First off, scramble through a noxious world, all just to find a caveful of crystals. Then for a sequel, dive into some photographs of the good, the bad and the beautiful animals inhabiting the sea. Then round it off by trawling through these videos from the deep trenches and sea a few creatures more.

In other tales, how to float a lemur (this is not a Python sketch), those utterly promiscuous New England birds, fur seals going after king-size snacks (and some fur seal audio clips, if you fancy a bit of cold desert afterwards).

This one is not really about living, burping things but there is a fruit involved so that's my excuse: read the original hand-written first version of a famously apple-cryphal tale. Finally, if you've always believed that evolution is just another silly game, here is an article showing that games can evolve too.

There are two kinds of people in this world, my friends, so play fair and may the funniest genes win.

January 16, 2010

Have limbs, will travel

千里の道も一歩から
(A journey of a thousand miles begins with a single step.)
-- Japanese proverb

More like a single flap, for some.
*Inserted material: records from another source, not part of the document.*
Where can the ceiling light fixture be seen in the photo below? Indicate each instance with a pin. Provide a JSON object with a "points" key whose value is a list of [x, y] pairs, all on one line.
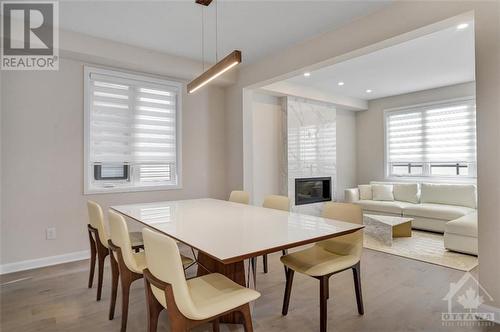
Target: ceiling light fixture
{"points": [[221, 66]]}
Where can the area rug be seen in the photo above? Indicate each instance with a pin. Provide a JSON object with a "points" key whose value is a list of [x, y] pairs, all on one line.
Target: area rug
{"points": [[424, 246]]}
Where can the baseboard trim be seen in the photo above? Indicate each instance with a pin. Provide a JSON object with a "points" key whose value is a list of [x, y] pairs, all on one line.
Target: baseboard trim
{"points": [[43, 262], [490, 309]]}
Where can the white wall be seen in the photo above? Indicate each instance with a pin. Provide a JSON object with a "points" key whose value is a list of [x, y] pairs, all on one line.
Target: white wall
{"points": [[42, 159], [346, 152], [268, 147], [370, 124], [392, 24]]}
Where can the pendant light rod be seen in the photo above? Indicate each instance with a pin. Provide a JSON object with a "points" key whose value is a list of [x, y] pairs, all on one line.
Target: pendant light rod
{"points": [[204, 2], [215, 71], [221, 66]]}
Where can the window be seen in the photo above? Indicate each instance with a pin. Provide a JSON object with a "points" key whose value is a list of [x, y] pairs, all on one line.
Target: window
{"points": [[132, 134], [437, 140]]}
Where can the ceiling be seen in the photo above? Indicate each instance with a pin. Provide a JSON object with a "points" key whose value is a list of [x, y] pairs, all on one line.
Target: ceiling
{"points": [[257, 28], [438, 59]]}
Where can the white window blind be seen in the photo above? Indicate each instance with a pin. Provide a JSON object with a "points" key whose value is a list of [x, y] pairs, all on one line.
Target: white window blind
{"points": [[132, 122], [434, 140]]}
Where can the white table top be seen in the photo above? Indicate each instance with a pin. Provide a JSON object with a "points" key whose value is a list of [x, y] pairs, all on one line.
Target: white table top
{"points": [[388, 220], [231, 232]]}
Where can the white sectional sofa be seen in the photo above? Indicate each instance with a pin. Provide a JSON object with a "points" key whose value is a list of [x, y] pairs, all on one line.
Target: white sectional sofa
{"points": [[444, 208]]}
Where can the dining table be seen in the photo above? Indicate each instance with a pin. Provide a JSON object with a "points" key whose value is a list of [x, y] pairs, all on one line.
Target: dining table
{"points": [[225, 233]]}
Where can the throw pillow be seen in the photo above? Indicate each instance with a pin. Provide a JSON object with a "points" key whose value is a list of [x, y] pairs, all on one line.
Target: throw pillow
{"points": [[382, 192], [365, 191], [406, 192]]}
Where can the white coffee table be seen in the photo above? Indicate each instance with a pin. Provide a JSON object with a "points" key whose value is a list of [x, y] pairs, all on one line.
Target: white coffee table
{"points": [[385, 228]]}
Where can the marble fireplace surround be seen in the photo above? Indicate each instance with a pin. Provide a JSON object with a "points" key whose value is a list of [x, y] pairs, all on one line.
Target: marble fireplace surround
{"points": [[311, 147]]}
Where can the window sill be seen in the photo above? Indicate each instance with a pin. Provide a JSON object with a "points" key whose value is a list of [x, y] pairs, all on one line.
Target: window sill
{"points": [[431, 179], [101, 190]]}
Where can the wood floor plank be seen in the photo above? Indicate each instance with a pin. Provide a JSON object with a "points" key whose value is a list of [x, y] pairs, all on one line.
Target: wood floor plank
{"points": [[399, 295]]}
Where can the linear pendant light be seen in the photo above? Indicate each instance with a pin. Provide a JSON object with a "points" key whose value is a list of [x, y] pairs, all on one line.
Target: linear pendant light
{"points": [[216, 70]]}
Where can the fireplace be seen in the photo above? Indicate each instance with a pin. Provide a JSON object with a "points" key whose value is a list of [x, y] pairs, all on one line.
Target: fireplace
{"points": [[313, 190]]}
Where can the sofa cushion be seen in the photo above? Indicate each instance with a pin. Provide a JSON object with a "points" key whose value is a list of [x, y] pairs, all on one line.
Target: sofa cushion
{"points": [[436, 211], [406, 192], [450, 194], [365, 191], [466, 225], [382, 206], [382, 192]]}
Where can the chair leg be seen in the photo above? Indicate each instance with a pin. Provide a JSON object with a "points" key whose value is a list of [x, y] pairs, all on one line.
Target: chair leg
{"points": [[253, 261], [126, 281], [215, 325], [247, 318], [101, 256], [93, 254], [115, 274], [154, 308], [285, 252], [323, 295], [356, 271], [288, 291]]}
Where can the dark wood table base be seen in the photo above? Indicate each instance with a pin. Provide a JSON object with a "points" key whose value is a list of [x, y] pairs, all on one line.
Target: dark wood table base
{"points": [[234, 271]]}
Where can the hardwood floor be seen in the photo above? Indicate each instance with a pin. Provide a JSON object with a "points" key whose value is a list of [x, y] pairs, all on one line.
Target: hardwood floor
{"points": [[399, 295]]}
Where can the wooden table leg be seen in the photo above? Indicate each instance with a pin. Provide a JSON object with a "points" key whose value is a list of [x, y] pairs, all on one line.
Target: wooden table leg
{"points": [[234, 271]]}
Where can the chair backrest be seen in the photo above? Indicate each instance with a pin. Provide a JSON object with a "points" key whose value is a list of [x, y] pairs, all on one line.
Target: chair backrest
{"points": [[120, 237], [350, 244], [164, 262], [277, 202], [239, 196], [96, 220]]}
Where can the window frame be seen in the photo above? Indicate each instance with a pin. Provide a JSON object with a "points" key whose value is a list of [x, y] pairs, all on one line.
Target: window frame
{"points": [[88, 187], [426, 169]]}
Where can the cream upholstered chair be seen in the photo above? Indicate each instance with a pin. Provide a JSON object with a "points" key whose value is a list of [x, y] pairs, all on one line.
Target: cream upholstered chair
{"points": [[328, 257], [125, 264], [190, 302], [98, 237], [239, 196], [276, 202]]}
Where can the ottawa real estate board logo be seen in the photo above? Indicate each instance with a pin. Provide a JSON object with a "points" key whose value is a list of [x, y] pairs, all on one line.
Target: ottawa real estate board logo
{"points": [[30, 36]]}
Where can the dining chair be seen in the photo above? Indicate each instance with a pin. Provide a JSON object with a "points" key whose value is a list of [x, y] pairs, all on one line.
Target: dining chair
{"points": [[98, 238], [192, 302], [329, 257], [239, 196], [276, 202], [126, 264]]}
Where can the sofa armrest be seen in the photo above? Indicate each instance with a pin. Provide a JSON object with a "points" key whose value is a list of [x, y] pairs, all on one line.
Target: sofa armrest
{"points": [[351, 195]]}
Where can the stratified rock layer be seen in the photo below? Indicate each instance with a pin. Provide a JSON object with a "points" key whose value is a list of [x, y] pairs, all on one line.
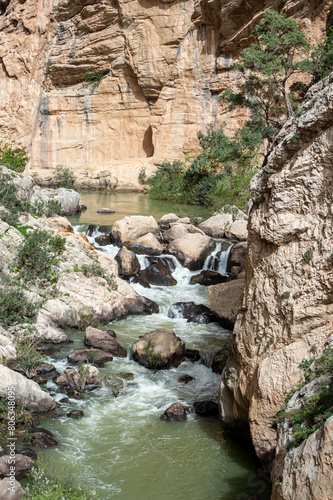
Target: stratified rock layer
{"points": [[288, 302], [162, 64]]}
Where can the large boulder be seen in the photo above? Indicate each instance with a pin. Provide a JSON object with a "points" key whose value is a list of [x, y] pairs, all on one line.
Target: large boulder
{"points": [[147, 244], [237, 230], [221, 223], [159, 349], [175, 412], [236, 259], [129, 229], [225, 301], [26, 391], [84, 378], [94, 356], [104, 340], [68, 198], [208, 278], [179, 230], [216, 225], [193, 313], [10, 489], [128, 263], [7, 346], [23, 464], [191, 250]]}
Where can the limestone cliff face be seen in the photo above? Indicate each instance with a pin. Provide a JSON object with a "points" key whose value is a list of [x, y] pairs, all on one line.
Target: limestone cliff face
{"points": [[287, 308], [164, 64]]}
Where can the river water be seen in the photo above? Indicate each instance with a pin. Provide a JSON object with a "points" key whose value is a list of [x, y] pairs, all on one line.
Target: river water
{"points": [[121, 448]]}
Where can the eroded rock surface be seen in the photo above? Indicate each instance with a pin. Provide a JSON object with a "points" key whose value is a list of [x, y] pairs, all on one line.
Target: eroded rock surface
{"points": [[287, 306], [159, 93]]}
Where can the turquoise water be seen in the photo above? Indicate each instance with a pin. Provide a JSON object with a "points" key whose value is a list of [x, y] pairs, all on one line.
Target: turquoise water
{"points": [[121, 448]]}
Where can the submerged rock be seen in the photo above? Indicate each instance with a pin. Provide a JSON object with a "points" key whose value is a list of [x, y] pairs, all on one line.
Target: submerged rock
{"points": [[128, 263], [206, 408], [10, 489], [75, 414], [26, 391], [192, 249], [23, 465], [104, 340], [43, 438], [193, 313], [192, 355], [103, 240], [185, 379], [105, 211], [129, 229], [157, 274], [94, 356], [159, 349], [208, 278], [84, 378], [147, 245], [175, 412]]}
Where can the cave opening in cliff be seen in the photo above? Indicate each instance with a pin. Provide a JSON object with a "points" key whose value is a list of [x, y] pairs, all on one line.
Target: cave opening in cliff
{"points": [[147, 143]]}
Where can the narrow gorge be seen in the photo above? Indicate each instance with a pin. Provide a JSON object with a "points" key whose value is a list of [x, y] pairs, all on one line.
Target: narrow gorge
{"points": [[219, 320]]}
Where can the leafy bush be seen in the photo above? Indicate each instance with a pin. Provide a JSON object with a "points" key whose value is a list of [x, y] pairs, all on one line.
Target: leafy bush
{"points": [[38, 254], [15, 205], [54, 483], [316, 409], [12, 160], [15, 308], [64, 177], [27, 355]]}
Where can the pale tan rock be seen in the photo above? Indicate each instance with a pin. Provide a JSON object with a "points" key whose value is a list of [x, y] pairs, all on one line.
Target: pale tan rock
{"points": [[225, 299], [7, 347], [159, 349], [129, 229], [192, 249], [168, 218], [180, 230], [154, 96], [23, 465], [26, 391], [10, 489], [287, 305], [306, 472], [147, 244], [216, 225], [128, 262], [237, 231]]}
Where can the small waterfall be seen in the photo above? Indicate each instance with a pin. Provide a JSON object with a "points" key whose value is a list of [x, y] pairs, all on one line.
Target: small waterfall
{"points": [[218, 259]]}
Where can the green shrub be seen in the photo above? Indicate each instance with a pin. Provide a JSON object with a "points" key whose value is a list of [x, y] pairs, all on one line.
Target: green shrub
{"points": [[27, 355], [38, 254], [316, 409], [64, 177], [15, 308], [12, 160], [54, 483]]}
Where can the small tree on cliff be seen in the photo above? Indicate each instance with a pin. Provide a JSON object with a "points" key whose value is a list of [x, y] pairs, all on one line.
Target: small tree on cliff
{"points": [[278, 52]]}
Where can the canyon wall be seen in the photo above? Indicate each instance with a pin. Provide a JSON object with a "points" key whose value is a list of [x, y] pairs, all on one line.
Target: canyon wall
{"points": [[163, 62], [287, 309]]}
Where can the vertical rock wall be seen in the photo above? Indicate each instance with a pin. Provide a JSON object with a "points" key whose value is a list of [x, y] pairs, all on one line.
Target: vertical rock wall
{"points": [[287, 310], [164, 64]]}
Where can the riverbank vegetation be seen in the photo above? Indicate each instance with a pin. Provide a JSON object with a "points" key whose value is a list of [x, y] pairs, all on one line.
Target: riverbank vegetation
{"points": [[221, 173]]}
Such as those wanderlust-iest of migrators, arctic terns. It isn't just terns that do it though, here is another article this week about some not-so-well-known travelers: puffin peregrinations. Undersea tales of the fish police, what gills are good for and wait for it ... tool-using stingrays ! And in other news, orchid-pollinating crickets and why Neanderthals were just made up.

In pictures, find out how aircraft contrails can form clouds, and why identifying narwhals is anything but a fin-ished task. Two video gems that I came across recently -- a wild tribute to my favorite Kurosawa: Riparian Rashomon, and a wonderful talk by someone who has been an inspiration for a very long time: Rom Whitaker on gharials and cobras. The epilogue to the talk is this case of the crocodile blues from back before the llamasaurit - watch the video clip of gharial hatchlings, and for good measure pay a visit to the gharial in Romer Hall. Round it off with an article that KT sent in, about new research showing that birds breathe like crocodiles (here is a Quirks & Quarks interview with Dr. C G Farmer, for more about one-way lungs).

Finally, a couple of excellent science blogs that I stumbled across:
Tetrapod Zoology and Not Exactly Rocket Science.

Bookmark them, stray forth and explore !

January 6, 2010

Footloose and fancy free

A week of weird and wonderful tales. Mudsucker whales, the giant Amazonian pirarucu (fish for it in the galleries), the adaptive radiation of orcas, toads with an inflated sense of self, and another reminder that
plants are designed
to mess with an insect's mind:
ant not just acacia-nally.

After reading that last one, if you need to be reassured that animals aren't all idiotic, here is a roundup of 2009's brainiest.

If a mammal can stand on its own two feet, why shouldn't a fish stand on its four ? Tomorrow's issue of Nature carries a report about four-footed fossil trackways from Poland dating back about 397 million years. Yes, that's 20 million years older than our beloved Arctic half-burbot Tiktaalik -- so much for neatly wrapped bundles and happily ever after. Whatever it was, it was bigger than Ichthyostega, it had five fingers. And walking along a tidal flat on a balmy day in the early Devonian, it left behind one heck of an ancient carbon footprint.

This just might turn out to be a perfect year for walkingfish.